A new problem social media has raised, is that there is too much news. The audience cannot always figure out the veracity of the news they see on social media. Which news organisation should they trust ? People will continue trusting the big news agencies they have always trusted, but what about the next generation? They will have never trusted any news organisations and could be lost among the fake news. The 2014 Irish Social Journalism Survey published the statistic that 64% of Irish journalists said that information on social media can’t be trusted.
The way to consume news in the world has changed. Before the question was; who is a journalist? Now the question is; who is a publisher?
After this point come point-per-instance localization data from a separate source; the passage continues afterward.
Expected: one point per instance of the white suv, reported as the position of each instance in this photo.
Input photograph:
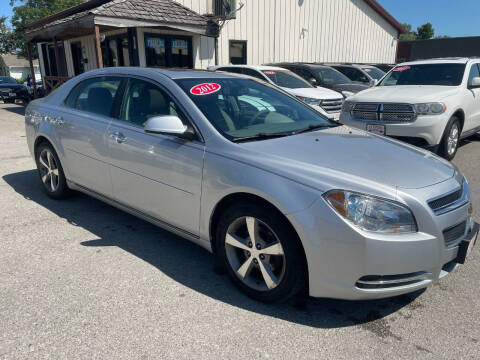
(327, 102)
(430, 103)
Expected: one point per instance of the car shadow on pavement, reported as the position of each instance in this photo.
(192, 266)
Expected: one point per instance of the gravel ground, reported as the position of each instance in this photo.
(80, 279)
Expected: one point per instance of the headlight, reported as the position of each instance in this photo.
(348, 106)
(370, 213)
(310, 101)
(430, 108)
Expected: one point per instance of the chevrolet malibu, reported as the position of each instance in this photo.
(286, 199)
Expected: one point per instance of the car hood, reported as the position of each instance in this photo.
(405, 93)
(329, 157)
(315, 93)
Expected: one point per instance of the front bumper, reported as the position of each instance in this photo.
(347, 263)
(424, 131)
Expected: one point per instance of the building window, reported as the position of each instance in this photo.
(155, 51)
(168, 51)
(238, 52)
(225, 8)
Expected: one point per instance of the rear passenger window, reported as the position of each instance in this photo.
(254, 73)
(94, 95)
(144, 100)
(474, 72)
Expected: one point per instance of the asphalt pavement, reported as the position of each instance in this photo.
(81, 279)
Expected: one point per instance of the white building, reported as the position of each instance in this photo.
(183, 33)
(18, 66)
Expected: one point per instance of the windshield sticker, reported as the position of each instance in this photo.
(402, 68)
(205, 89)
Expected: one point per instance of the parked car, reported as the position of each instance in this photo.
(325, 76)
(429, 103)
(384, 67)
(11, 90)
(39, 85)
(365, 74)
(285, 198)
(326, 101)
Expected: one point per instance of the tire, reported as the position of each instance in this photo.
(451, 138)
(272, 268)
(50, 172)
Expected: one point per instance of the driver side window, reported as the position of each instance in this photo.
(144, 100)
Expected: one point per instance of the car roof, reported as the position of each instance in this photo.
(171, 73)
(254, 67)
(452, 60)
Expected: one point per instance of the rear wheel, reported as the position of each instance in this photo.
(451, 139)
(50, 172)
(261, 253)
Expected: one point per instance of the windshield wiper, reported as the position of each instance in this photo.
(314, 127)
(260, 136)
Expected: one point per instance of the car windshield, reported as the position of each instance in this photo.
(375, 73)
(245, 108)
(425, 74)
(331, 76)
(7, 80)
(286, 79)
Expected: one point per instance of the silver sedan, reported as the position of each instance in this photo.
(284, 198)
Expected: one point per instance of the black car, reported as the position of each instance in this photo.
(11, 90)
(366, 74)
(384, 67)
(325, 76)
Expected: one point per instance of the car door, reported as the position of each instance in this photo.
(158, 175)
(473, 100)
(85, 116)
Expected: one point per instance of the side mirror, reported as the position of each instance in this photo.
(168, 125)
(475, 83)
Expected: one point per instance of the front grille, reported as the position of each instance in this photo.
(446, 200)
(384, 112)
(451, 235)
(332, 106)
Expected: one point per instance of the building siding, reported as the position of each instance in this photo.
(339, 30)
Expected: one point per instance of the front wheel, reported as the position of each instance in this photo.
(50, 172)
(451, 138)
(261, 253)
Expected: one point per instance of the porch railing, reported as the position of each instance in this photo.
(52, 82)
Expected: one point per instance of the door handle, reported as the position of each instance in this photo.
(118, 137)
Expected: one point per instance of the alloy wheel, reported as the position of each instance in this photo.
(48, 170)
(255, 253)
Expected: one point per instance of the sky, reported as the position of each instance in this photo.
(448, 17)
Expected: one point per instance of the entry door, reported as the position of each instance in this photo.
(159, 175)
(77, 57)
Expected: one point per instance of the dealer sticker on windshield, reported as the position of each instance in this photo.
(205, 89)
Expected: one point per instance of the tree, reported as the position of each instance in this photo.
(27, 11)
(425, 31)
(410, 35)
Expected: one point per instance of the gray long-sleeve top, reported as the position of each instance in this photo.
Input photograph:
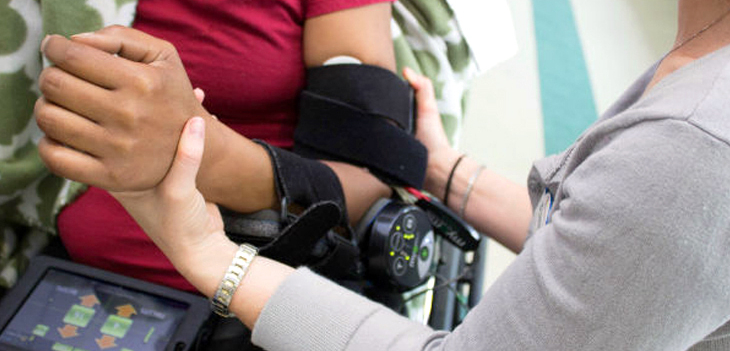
(633, 254)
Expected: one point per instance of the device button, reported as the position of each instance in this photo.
(396, 241)
(409, 222)
(399, 266)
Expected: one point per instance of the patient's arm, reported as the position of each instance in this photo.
(113, 122)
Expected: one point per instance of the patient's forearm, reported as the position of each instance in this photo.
(496, 206)
(237, 173)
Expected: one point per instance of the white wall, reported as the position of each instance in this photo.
(503, 127)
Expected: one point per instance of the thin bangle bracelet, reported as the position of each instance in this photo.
(451, 177)
(469, 188)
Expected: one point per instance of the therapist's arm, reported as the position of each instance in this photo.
(496, 206)
(581, 283)
(114, 121)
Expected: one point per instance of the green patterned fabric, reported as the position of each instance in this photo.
(31, 197)
(425, 35)
(427, 38)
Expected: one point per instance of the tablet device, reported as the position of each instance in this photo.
(59, 305)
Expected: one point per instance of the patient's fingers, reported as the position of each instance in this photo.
(70, 129)
(70, 163)
(75, 94)
(128, 43)
(86, 62)
(184, 168)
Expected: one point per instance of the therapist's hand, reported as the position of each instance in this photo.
(113, 107)
(430, 132)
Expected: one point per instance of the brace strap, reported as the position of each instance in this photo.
(333, 130)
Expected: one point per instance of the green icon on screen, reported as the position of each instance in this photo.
(41, 330)
(116, 326)
(79, 316)
(61, 347)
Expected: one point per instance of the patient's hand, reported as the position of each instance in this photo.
(174, 214)
(113, 121)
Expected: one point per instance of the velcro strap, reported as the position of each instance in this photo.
(296, 242)
(303, 181)
(333, 130)
(374, 90)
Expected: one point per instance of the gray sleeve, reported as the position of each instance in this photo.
(635, 258)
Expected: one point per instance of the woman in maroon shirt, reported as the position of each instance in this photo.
(250, 59)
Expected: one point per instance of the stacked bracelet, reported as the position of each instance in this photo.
(451, 178)
(233, 277)
(469, 188)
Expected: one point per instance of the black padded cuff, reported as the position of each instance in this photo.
(303, 181)
(371, 89)
(333, 130)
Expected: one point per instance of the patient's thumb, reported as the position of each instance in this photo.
(184, 169)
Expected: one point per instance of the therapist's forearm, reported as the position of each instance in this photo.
(205, 268)
(496, 206)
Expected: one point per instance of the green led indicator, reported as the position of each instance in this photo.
(424, 253)
(149, 334)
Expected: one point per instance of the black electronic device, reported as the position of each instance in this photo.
(63, 306)
(446, 223)
(399, 243)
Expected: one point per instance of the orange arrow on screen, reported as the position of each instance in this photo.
(106, 342)
(68, 331)
(126, 311)
(89, 300)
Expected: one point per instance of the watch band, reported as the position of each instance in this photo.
(233, 277)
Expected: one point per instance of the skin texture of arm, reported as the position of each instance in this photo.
(101, 114)
(497, 207)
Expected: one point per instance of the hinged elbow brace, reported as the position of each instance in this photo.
(362, 115)
(312, 204)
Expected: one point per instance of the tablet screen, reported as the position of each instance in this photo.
(69, 312)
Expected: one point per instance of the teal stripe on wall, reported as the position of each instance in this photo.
(567, 98)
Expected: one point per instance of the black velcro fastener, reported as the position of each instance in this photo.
(304, 181)
(296, 242)
(372, 89)
(333, 130)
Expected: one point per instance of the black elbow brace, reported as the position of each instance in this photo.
(312, 206)
(362, 115)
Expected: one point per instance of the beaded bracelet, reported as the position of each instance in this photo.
(233, 277)
(469, 188)
(450, 179)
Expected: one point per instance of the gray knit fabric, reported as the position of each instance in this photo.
(634, 253)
News companies are abandoning their production capacities and their advertising departments by delegating all their content to third party platforms. This is the only way for some news companies to survive by reaching to a younger audience. Two main issues then matter. What is the new relationship that agencies share with their readers? And who really controls the news?
News companies can now use live videos. The viewers can be with the journalist somewhere in the world instantly. The use of Facebook live is changing the relationship between the journalist and the viewer because there is no editing. If a journalist uses Facebook live for their audience, while covering Syria for example, while reporting on bombing, shocking images could traumatise people. Facebook should have an editing role and not only be a platform. News publishers have lost control over distribution. Social media and platforms took over the role of publishers and now the news is filtered through algorithms. And these algorithms are unpredictable.
The news agencies have to ask themselves what is more important, to reach a wider audience or to control their own pathways? How the algorithm sort out the news on Facebook or twitter’s news feed is a mystery, or rather not publically shared. We can’t really say which stories are being promoted the hardest, which are suppressed and why.
Who is in charge of these algorithms? There are important risks in having a non-elected person in charge of what the audience reads and thinks.
“We are handing the controls of important parts of our public and private lives to a very small number of people, who are unelected and unaccountable. We need regulation to make sure all citizens gain equal access to the networks of opportunity and services they need. We also need to know that all public speech and expression will be treated transparently, even if they cannot be treated equally. This is a basic requirement for a functioning democracy” said Emily Bell Digital Journalist at Columbia University’s Graduate School of Journalism.